I have been struggling using the {forcats} fct_lump_prop() function, more specifically the use of its w = and prop = arguments. What exactly is it supposed to represent with the example below :
df <- tibble(var1 = c(rep("a", 3), rep("b", 3)),
var2 = c(0.2, 0.3, 0.2, 0.1, 0.1, 0.1))
# A tibble: 6 x 2
var1 var2
<chr> <dbl>
1 a 0.2
2 a 0.3
3 a 0.2
4 b 0.1
5 b 0.1
6 b 0.1
What would be the prop value to set so that a is kept intact, but b is lumped as Others ?
# A tibble: 6 x 2
var1 var2 fct
<chr> <dbl> <fct>
1 a 0.2 a
2 a 0.3 a
3 a 0.2 a
4 b 0.1 Others
5 b 0.1 Others
6 b 0.1 Others
I have tried empirically but can't find how this works. Intuitively I would say that setting a prop value above 0.3 (sum of bs) and below 0.6 (sum of as) would lump the b factor but this doesn't lump anything.
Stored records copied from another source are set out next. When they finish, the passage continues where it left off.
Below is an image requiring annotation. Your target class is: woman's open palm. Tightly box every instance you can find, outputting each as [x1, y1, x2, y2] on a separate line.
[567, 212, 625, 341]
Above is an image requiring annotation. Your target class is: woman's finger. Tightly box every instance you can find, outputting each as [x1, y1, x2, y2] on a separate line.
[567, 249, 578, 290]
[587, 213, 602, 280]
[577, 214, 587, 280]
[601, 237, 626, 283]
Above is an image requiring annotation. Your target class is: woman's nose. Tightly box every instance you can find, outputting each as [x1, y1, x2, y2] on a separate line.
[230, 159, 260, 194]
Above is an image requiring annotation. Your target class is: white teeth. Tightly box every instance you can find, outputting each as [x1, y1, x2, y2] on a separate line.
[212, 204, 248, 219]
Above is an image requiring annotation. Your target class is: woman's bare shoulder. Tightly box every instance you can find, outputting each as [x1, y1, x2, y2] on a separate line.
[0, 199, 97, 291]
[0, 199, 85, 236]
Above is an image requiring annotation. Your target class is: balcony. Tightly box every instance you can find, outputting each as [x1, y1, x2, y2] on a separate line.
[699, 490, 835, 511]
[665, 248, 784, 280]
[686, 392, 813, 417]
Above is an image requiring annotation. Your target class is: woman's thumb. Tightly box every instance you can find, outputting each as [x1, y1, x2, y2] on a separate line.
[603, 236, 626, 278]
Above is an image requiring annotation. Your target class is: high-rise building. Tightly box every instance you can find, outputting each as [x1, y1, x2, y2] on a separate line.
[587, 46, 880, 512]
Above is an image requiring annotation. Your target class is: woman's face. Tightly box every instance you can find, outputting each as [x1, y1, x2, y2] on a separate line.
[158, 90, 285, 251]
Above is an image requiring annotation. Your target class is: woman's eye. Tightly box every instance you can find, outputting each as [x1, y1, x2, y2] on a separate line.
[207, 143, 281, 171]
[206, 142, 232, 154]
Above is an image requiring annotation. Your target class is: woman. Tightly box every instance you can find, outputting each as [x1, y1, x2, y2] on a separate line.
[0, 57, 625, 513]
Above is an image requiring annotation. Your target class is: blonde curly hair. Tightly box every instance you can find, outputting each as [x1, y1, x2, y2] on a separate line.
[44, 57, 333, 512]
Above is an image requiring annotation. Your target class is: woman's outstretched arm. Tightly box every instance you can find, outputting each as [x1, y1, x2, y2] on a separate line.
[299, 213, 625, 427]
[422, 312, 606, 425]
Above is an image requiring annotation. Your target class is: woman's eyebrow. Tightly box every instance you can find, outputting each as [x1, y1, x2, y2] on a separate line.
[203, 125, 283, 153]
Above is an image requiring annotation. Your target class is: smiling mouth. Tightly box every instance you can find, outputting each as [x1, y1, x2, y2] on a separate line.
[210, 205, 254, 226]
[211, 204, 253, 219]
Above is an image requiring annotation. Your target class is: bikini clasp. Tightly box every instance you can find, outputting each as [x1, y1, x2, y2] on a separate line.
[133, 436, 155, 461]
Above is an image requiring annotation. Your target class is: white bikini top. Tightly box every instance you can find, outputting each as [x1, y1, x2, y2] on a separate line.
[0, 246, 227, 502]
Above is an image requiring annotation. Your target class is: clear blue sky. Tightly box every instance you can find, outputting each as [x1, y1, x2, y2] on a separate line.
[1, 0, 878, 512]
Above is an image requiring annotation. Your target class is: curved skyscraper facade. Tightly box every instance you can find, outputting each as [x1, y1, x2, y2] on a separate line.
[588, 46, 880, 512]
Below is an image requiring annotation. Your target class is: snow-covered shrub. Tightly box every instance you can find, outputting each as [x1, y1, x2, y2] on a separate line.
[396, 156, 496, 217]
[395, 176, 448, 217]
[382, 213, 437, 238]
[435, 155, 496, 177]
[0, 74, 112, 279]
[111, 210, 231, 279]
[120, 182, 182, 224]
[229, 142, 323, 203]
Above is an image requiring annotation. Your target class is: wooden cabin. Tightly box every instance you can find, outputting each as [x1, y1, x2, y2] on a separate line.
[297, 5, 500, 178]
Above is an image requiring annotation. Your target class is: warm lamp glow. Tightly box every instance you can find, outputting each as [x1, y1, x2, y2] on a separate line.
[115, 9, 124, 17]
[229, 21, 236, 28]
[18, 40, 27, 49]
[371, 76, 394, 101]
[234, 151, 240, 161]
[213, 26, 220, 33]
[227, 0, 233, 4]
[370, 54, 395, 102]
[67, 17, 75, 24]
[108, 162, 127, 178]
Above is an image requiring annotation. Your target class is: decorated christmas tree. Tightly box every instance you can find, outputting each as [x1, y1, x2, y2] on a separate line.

The only threshold I found was with prop = 0.7 and then everything becomes a Others level...
df %>%
mutate(fct = fct_lump_prop(var1, w = var2, prop = 0.7))
# A tibble: 6 x 3
var1 var2 fct
<fct> <dbl> <fct>
1 a 0.2 Other
2 a 0.3 Other
3 a 0.2 Other
4 b 0.1 Other
5 b 0.1 Other
6 b 0.1 Other
So what am I not understanding ? The little examples I found elsewhere did not help me grasp the prop and w behavior.
Thanks a lot.
Relevant explanation is in this line of the source of
fct_lump_prop()That is, if there are only one factor in "others" the function does nothing.
Created on 2022-11-14 with reprex v2.0.2
It does'nt appear to be documented except in the source code itself.
Edit
There is also an issue in github because manpage says that factors are lumper if they appear "fewer than" prop times, but it is also true if it appears "exactly" prop times.